Mayor Bill de Blasio: You’re seeing something right here at the border that you haven’t seen enough of, a gathering of leaders who look like America, Republican and Democrat alike in common cause.

Even in this moment of crisis, there’s some seeds of hope here because all of us believe that change is needed and all of us want to be part of that solution, and we can talk to each other and we can hear each other.

Mayor Margo is right. I thank him and everyone for being here because the change has to happen on the ground in this country. It has to happen in the hearts of Americans and it has to happen because leaders decide we won’t tolerate an inhumane situation anymore. So, you’re looking at some bipartisanship right now. You’re looking at some purpose. We came here to tell the American people there is that hope.

Let’s be honest that the pain that brought us here, the pain of knowing that children were taken from their mothers, the pain of knowing that they don’t know – those kids don’t know when they will see their parents again – the pain of knowing our government will not tell us the truth. 

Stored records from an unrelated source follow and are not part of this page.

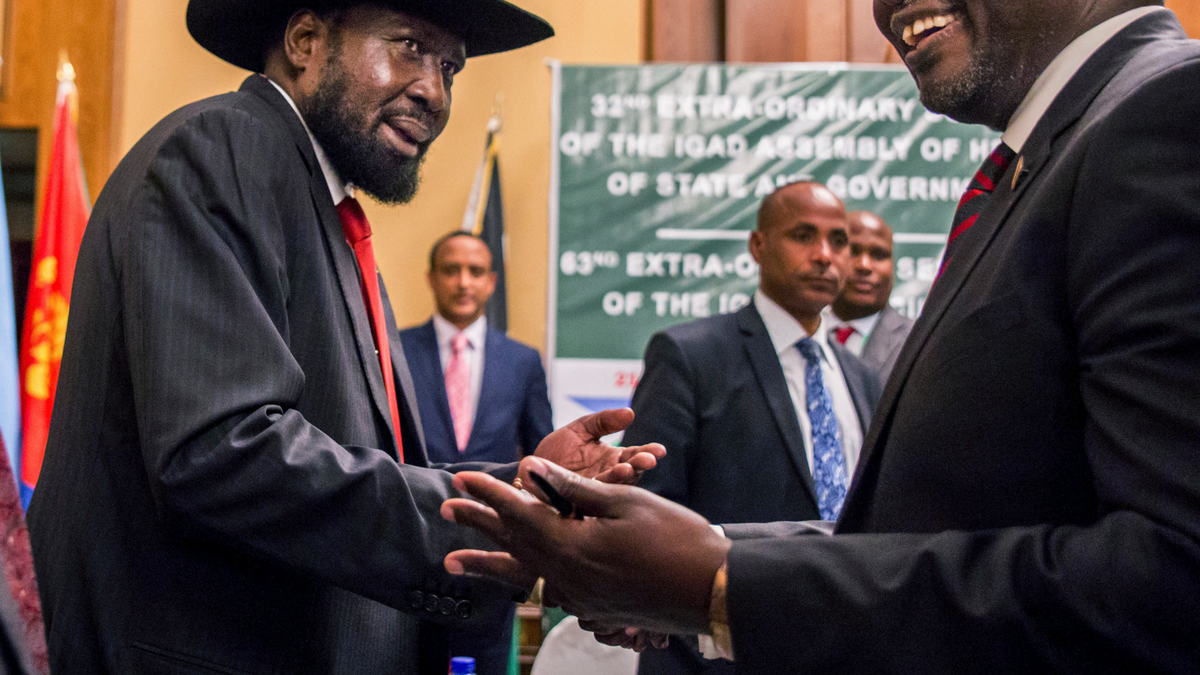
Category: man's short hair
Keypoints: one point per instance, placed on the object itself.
(330, 11)
(449, 236)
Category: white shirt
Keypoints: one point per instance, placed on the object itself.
(1060, 71)
(337, 190)
(863, 328)
(475, 335)
(785, 332)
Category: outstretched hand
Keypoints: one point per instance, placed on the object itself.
(577, 447)
(637, 560)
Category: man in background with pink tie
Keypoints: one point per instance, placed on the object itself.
(481, 395)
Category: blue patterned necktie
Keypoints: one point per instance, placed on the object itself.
(828, 460)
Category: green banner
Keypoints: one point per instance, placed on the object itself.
(658, 173)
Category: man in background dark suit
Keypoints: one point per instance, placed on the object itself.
(235, 477)
(863, 321)
(481, 395)
(1029, 495)
(729, 398)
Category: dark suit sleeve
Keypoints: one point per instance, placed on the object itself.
(537, 420)
(228, 458)
(665, 412)
(1116, 596)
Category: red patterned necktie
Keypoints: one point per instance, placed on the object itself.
(975, 199)
(358, 234)
(459, 389)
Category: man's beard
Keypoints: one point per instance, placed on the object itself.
(345, 135)
(985, 91)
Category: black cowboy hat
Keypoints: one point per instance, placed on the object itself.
(240, 30)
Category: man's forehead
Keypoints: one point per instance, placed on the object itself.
(802, 203)
(868, 225)
(381, 18)
(465, 246)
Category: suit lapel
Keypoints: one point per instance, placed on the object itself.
(1071, 103)
(345, 264)
(855, 376)
(769, 374)
(406, 384)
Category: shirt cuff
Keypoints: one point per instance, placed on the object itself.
(719, 644)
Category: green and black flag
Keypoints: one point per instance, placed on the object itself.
(485, 217)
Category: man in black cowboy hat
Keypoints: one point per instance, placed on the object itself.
(235, 478)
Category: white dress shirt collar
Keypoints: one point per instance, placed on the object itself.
(337, 190)
(783, 328)
(445, 332)
(1060, 71)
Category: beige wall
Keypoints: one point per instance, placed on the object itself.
(166, 69)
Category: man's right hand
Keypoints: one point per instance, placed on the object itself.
(637, 560)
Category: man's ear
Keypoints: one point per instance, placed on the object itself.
(756, 244)
(304, 40)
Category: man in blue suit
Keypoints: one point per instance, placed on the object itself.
(481, 396)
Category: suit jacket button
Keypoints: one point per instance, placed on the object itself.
(417, 599)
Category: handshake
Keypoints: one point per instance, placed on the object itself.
(634, 567)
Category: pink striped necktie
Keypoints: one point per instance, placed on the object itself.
(975, 199)
(459, 389)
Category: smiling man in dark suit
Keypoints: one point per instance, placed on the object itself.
(235, 477)
(481, 395)
(863, 321)
(750, 381)
(1029, 495)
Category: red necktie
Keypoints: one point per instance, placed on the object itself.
(358, 234)
(459, 389)
(975, 199)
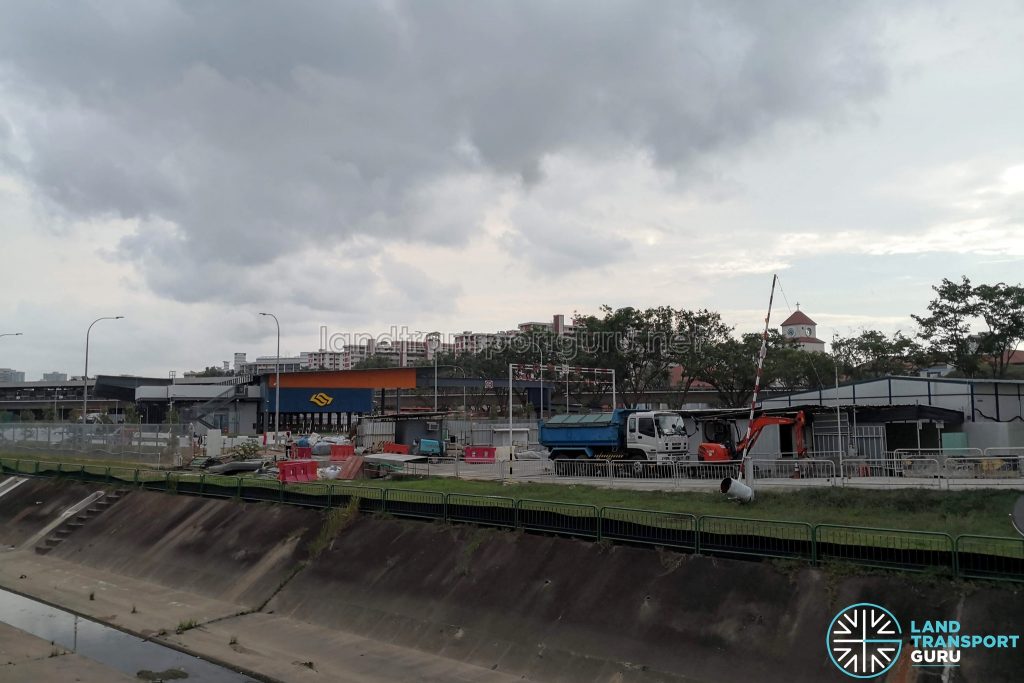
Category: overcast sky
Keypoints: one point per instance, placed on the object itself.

We’re going to go over there, all together, representing cities from all over this country and we fully expect, tragically – we fully expect to not be told the truth, we fully expect to be turned away the way senators and congressmen have been turned away just trying to get the honest truth about what’s happening to these children just as all of you have been doing.

It’s painful for all of us who believe in America and believe in democracy. It’s painful that I had to find out in my own city yesterday – I walked into a center, a social service center in East Harlem, to find that 239 children, who were taken from their parents under the family separation policy, had been sent 2,000 miles away and they don’t know when they’re going to see their parents again.

I walked into a classroom – almost 40 young children from Guatemala trying somehow to find some normalcy, their teachers trying to help them. These kids have been traumatized. These kids are suffering physically and mentally.

A young boy named Eddie, nine years old from Honduras, taken from his mom at Eagle Pass, Texas, put on a bus to travel 2,000 miles to New York City. Think of how broken that is and our government didn't even tell us it was happening. But I’ll finish on a point of hope because there are those moments when you can feel the dams breaking and the change is coming. And what you see around you is an indication of that.

The President retreated today, has not solved the problem. We’re all saying that. Zero tolerance still exists. That’s breaking an American tradition of respecting people fleeing oppression. The families are not reunified. We don’t know when they’ll be. We’re going to fight for that but the hope is that people are demanding a change and it cannot be ignored. And if it won’t happen in Washington, we will make it happen.